In the instant ease, I can agree that, had I been the appellate defense counsel, I might well have raised certain issues on appeal.2 However, the test is not what I might have done, but whether the decisions of the appellate defense counsel met the standards of professional competence demanded of him by the Uniform Code of Military Justice and the Standards of Professional Ethics. These involve an objective standard. I can review the record and determine whether such issues are, in my opinion, frivolous and, what is more important, whether failure to raise them violated the Code or the doctrine of due process as applied in the military justice system.

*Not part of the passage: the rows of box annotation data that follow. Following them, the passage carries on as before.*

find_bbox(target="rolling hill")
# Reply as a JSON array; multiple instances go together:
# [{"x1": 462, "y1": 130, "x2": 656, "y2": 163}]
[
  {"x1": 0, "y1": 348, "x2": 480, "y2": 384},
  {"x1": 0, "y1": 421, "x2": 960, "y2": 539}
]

Looking at the issues identified by the majority, the issue of duress was litigated at trial and resolved adversely to the accused. The issue of sentence appropriateness was raised before the convening authority, who provided some sentence amel*271ioration in his action.3 I cannot say that the accused has not been afforded the benefits provided by the Uniform Code of Military Justice; hence, I cannot find that appellate defense counsel was inadequate in his decision to submit the case on the merits to the Court of Military Review and here. To require more appears to me to be a substitution of a subjective reaction to this case rather than an objective review of the actions of the appellate defense counsel. If we impose this subjective standard of review, this Court, within a short time, will receive nothing but inadequacy of representation assertions and will never get to consider the substantive questions of law which we are created to resolve. I cannot accept such a standard and, therefore, dissent.

. In United States v. Rivas, 3 M.J. 282 (C.M.A. 1977), which involved an objective standard in a subjective way, I dissented, expressing my reservations with the impact of the lead opinion. 3 M.J. at 290.

. While emotions could easily be stirred by this case, I cannot formulate a rule to govern this type of situation that, in its general application, would not be unmanageable.

. The accused was convicted of five episodes of absence without leave totaling almost 600 days. The military judge, sitting alone as a special court-martial, sentenced him to a bad-conduct discharge, confinement at hard labor for 4 months, and reduction to E-l. The convening authority approved the sentence adjudged, but suspended confinement in excess of 90 days for 6 months. I cannot say, as a matter of law, that the sentence was excessive.